El Papa Francisco ha fallecido hoy a los 88 años en el hospital Gemelli de Roma, tras no superar una compleja convalecencia que le había mantenido bajo atención médica durante las últimas semanas. El Pontífice argentino, cuyo estado de salud se había agravado recientemente, murió rodeado de sus más estrechos colaboradores, tras varias jornadas marcadas por la incertidumbre y la oración de millones de fieles en todo el mundo.

El cuadro clínico del Santo Padre, cuyo diagnóstico no ha sido oficialmente detallado por el Vaticano, se había vuelto especialmente delicado tras su última hospitalización. Aunque se encontraba en reposo en su residencia, tuvo que suspender completamente su agenda oficial, generando una gran preocupación dentro y fuera de la Santa Sede.
A pesar de la gravedad de su estado, el Papa Francisco mantuvo hasta el final una presencia cercana y activa en la vida de la Iglesia. En las últimas semanas protagonizó varias apariciones sorpresa que sirvieron como testimonio de su fortaleza espiritual. La primera imagen difundida desde el hospital lo mostraba rezando de espaldas en una pequeña capilla, seguido de otra en la que aparecía recibiendo oxígeno. Posteriormente, sorprendió al mundo con una aparición inesperada en la plaza de San Pedro, donde saludó brevemente a los fieles congregados.

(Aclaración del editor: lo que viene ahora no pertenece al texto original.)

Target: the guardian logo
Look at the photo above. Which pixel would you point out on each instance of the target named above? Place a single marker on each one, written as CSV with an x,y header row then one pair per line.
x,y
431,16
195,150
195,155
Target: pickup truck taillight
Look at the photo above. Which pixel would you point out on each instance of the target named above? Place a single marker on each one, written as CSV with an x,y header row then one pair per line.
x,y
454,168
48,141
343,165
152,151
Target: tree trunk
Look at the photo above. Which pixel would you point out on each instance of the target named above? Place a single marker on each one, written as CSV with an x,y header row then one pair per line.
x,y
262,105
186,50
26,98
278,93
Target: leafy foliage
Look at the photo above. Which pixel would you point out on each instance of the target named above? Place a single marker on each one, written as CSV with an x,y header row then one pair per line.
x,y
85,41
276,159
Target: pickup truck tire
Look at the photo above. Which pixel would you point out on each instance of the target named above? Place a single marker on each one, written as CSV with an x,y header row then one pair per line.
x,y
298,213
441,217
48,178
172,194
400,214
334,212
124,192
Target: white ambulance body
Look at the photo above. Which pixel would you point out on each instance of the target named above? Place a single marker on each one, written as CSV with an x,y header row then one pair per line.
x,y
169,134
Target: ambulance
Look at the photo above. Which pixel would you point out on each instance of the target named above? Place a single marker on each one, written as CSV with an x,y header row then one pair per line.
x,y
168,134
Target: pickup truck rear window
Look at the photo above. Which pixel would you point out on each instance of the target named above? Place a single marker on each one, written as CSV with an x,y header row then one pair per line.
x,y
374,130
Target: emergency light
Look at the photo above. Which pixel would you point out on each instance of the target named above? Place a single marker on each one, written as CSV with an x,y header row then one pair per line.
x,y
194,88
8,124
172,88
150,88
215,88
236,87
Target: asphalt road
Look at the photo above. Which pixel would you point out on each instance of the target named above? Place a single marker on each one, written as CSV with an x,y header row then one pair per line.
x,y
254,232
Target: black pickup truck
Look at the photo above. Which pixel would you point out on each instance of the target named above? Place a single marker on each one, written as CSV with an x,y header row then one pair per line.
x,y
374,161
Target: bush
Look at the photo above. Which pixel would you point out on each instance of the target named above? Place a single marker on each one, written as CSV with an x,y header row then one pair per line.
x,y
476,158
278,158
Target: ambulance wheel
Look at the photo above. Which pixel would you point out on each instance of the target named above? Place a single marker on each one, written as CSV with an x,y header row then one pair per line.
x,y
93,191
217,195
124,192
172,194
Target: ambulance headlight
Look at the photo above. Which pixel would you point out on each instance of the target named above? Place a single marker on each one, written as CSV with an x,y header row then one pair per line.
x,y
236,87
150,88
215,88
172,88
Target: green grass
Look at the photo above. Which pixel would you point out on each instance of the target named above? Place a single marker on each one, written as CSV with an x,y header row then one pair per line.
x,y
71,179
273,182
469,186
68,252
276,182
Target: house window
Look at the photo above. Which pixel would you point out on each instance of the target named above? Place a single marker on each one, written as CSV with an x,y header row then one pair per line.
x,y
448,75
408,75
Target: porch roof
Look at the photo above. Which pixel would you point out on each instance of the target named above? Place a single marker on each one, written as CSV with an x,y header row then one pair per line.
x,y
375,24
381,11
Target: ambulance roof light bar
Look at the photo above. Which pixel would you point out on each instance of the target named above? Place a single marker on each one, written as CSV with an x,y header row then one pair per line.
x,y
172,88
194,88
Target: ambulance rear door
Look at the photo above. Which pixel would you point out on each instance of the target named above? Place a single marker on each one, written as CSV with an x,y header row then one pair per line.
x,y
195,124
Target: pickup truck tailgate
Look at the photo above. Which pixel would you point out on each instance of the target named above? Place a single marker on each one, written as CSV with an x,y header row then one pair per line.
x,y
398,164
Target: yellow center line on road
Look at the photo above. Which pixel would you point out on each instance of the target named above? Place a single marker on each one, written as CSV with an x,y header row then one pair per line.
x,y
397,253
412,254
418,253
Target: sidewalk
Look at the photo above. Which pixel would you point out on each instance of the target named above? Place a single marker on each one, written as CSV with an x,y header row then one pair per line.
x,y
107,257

Su última aparición pública tuvo lugar en la jornada de ayer, cuando recibió en audiencia privada al vicepresidente de Estados Unidos, J.D. Vance, en un gesto que muchos interpretaron como una despedida simbólica.
Con la muerte de Francisco, la Iglesia Católica entra en sede vacante, y el proceso para elegir a su sucesor en el trono de San Pedro dará comienzo en los próximos días. El legado del primer Papa latinoamericano de la historia será recordado por su cercanía con los más desfavorecidos, su impulso reformista y su constante llamado a una Iglesia “en salida”, más inclusiva y solidaria.